Extracting Online Product Review Patterns and Causes: A New Aspect/Cause Based Heuristic for Designers


Güneş S.

DESIGN JOURNAL, vol.23, no.3, 2020 (AHCI) identifier identifier

  • Publication Type: Article / Review
  • Volume: 23 Issue: 3
  • Publication Date: 2020
  • Doi Number: 10.1080/14606925.2020.1746611
  • Journal Name: DESIGN JOURNAL
  • Journal Indexes: Arts and Humanities Citation Index (AHCI)
  • Keywords: Correspondence analysis, product design, sentiment analysis, online product reviews, text mining, USER, INNOVATION, ANALYTICS
  • Gazi University Affiliated: Yes

Abstract

Identifying and analysing large amounts of online product reviews (OPR) have become a critical challenge for product design due to their valuable and insightful content. Despite the potential of the OPRs, designers cannot benefit from this opportunity because the analysis of the interpretations requires knowledge of different areas.
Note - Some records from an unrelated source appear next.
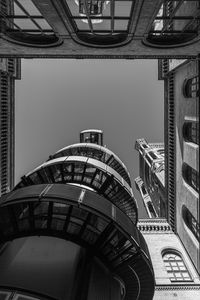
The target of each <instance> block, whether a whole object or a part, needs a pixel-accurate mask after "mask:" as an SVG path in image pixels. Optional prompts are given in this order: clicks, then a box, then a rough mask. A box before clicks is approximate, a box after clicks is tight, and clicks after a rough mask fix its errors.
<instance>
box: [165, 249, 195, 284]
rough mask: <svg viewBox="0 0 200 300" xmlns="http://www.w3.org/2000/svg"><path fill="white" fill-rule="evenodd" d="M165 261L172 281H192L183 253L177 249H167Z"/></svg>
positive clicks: (178, 281)
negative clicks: (182, 257) (177, 251)
mask: <svg viewBox="0 0 200 300" xmlns="http://www.w3.org/2000/svg"><path fill="white" fill-rule="evenodd" d="M163 262H164V265H165V268H166V270H167V273H168V275H169V279H170V281H171V282H179V281H184V282H185V281H192V278H191V276H190V274H189V272H188V270H187V268H186V266H185V263H184V262H183V259H182V257H181V255H180V254H179V253H178V252H176V251H172V250H169V251H165V252H164V253H163Z"/></svg>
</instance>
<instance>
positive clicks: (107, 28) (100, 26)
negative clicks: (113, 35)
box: [93, 19, 111, 31]
mask: <svg viewBox="0 0 200 300" xmlns="http://www.w3.org/2000/svg"><path fill="white" fill-rule="evenodd" d="M95 21H96V22H97V23H95V24H93V29H94V31H96V30H97V31H98V30H99V31H107V30H108V31H110V30H111V27H110V26H111V22H110V20H101V19H96V20H95Z"/></svg>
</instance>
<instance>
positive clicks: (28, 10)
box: [14, 0, 41, 15]
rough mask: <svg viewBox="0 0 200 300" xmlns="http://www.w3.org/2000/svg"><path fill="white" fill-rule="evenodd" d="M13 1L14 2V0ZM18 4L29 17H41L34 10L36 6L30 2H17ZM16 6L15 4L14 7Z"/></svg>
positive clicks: (29, 1) (37, 9) (34, 10)
mask: <svg viewBox="0 0 200 300" xmlns="http://www.w3.org/2000/svg"><path fill="white" fill-rule="evenodd" d="M14 1H15V0H14ZM18 2H19V3H20V4H21V5H22V6H23V7H24V9H26V11H27V12H28V13H29V14H30V15H41V13H40V12H39V10H38V9H37V8H36V6H35V5H34V4H33V2H32V1H31V0H18ZM16 6H18V5H17V3H16V5H15V7H16Z"/></svg>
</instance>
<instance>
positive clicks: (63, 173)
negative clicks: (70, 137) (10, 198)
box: [16, 162, 136, 221]
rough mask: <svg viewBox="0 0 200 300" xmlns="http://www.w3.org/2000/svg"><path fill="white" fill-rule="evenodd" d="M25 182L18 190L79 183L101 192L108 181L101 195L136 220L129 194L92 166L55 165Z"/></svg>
mask: <svg viewBox="0 0 200 300" xmlns="http://www.w3.org/2000/svg"><path fill="white" fill-rule="evenodd" d="M25 181H26V183H24V184H23V180H22V184H20V183H19V184H18V185H17V187H16V188H20V187H22V186H26V185H32V184H42V183H78V184H85V185H88V186H89V187H90V188H93V189H94V190H97V191H99V190H100V189H101V188H102V187H103V185H104V183H105V181H107V182H108V184H106V186H105V187H104V189H103V190H102V191H101V193H102V194H103V195H104V196H105V197H106V198H107V199H109V200H111V201H112V202H113V203H114V204H116V205H117V206H118V207H119V208H120V209H121V210H122V211H124V212H125V213H126V214H128V215H129V216H130V217H131V219H132V220H134V221H135V219H136V212H135V210H136V209H135V206H134V200H133V199H132V196H131V195H130V194H129V192H128V191H127V190H126V189H125V188H124V187H123V186H121V184H120V183H119V182H118V181H116V180H115V179H114V178H112V179H111V176H110V175H109V174H106V173H104V172H103V171H101V170H99V169H98V168H95V167H94V166H92V165H89V164H85V163H80V162H74V163H68V164H67V163H65V164H57V165H56V164H54V165H50V166H48V167H45V168H41V169H40V170H38V171H36V172H33V173H32V174H30V175H29V176H27V177H26V178H25Z"/></svg>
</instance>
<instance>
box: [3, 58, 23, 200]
mask: <svg viewBox="0 0 200 300" xmlns="http://www.w3.org/2000/svg"><path fill="white" fill-rule="evenodd" d="M20 76H21V72H20V60H19V59H12V58H0V195H1V194H4V193H7V192H9V191H10V190H11V189H12V188H13V185H14V154H15V153H14V149H15V145H14V143H15V80H16V79H20Z"/></svg>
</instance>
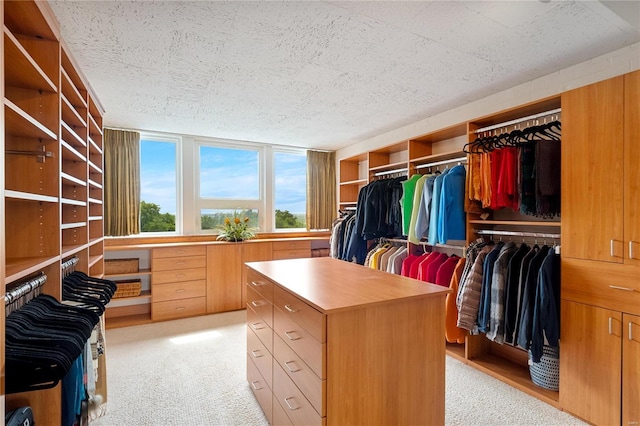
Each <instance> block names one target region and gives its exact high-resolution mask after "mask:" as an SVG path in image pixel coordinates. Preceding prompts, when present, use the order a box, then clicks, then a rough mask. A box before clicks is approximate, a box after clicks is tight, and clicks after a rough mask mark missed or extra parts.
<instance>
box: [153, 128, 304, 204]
mask: <svg viewBox="0 0 640 426" xmlns="http://www.w3.org/2000/svg"><path fill="white" fill-rule="evenodd" d="M141 142H142V143H141V199H142V200H143V201H147V202H153V203H156V204H159V205H160V208H161V211H162V212H163V213H167V212H168V213H172V214H175V210H176V208H175V205H176V201H175V200H176V189H175V188H176V181H175V175H176V168H175V163H176V153H175V147H176V145H175V144H173V143H153V144H149V143H144V142H145V141H144V140H142V141H141ZM201 153H202V155H201V158H200V162H199V166H200V168H201V170H202V175H201V182H202V183H203V184H202V185H201V188H200V192H201V196H204V197H219V198H250V199H256V198H258V197H259V188H260V185H259V181H258V179H259V176H258V174H257V173H254V174H252V173H248V171H250V170H256V169H257V165H258V161H259V160H258V154H257V152H256V151H251V150H238V149H227V148H218V147H215V148H213V147H209V146H203V147H201ZM274 170H275V174H276V182H275V183H276V194H275V208H276V209H280V210H289V211H290V212H291V213H303V212H304V211H305V209H306V201H305V200H306V156H305V155H291V154H290V153H281V152H276V153H275V158H274ZM207 183H211V185H208V184H207ZM238 207H241V206H238Z"/></svg>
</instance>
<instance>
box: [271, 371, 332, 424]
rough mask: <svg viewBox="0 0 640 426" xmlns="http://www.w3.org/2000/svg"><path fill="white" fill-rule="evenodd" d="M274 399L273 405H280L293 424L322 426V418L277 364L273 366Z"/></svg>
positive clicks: (297, 388) (286, 373) (273, 391)
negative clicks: (273, 404)
mask: <svg viewBox="0 0 640 426" xmlns="http://www.w3.org/2000/svg"><path fill="white" fill-rule="evenodd" d="M273 397H274V401H273V403H274V404H276V403H279V404H280V406H281V407H282V408H283V409H284V411H285V413H287V416H288V417H289V418H290V419H291V421H292V423H293V424H296V425H322V416H320V415H319V414H318V413H317V412H316V410H315V409H314V408H313V406H312V405H311V403H310V402H309V401H308V400H307V398H305V396H304V395H303V394H302V392H300V389H298V387H297V386H296V385H295V384H294V383H293V381H292V380H291V379H290V378H289V376H287V373H285V372H284V370H282V367H280V364H276V363H274V364H273Z"/></svg>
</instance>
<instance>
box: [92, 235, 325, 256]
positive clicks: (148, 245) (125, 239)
mask: <svg viewBox="0 0 640 426" xmlns="http://www.w3.org/2000/svg"><path fill="white" fill-rule="evenodd" d="M330 236H331V233H330V232H328V231H326V232H324V231H323V232H297V233H291V234H282V233H280V234H278V233H264V234H258V238H255V239H252V240H247V241H243V242H242V244H253V243H260V242H265V241H278V240H291V239H298V240H327V239H328V238H329V237H330ZM183 243H189V244H193V243H201V244H237V243H229V242H226V241H216V235H169V236H153V237H151V236H149V237H146V236H135V237H105V239H104V246H105V249H110V250H111V251H113V250H127V249H129V250H131V249H142V248H152V247H150V246H153V245H162V246H171V245H174V244H183Z"/></svg>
This study proposes a novel framework for designers by utilizing online reviews for product design depending on the real-world OPRs of a sample product in terms of clarity, comparability, and validity. The framework contains five steps - retrieval of customer text, mining text polarity and product aspects by Document-Level Sentiment Analysis (DLSA) and Aspect-Based Sentiment Analysis (ABSA), summarizing and visualizing review candidate patterns by Correspondence Analysis (CA) and discovering and predicting possible causes of candidate patterns by correlation analysis.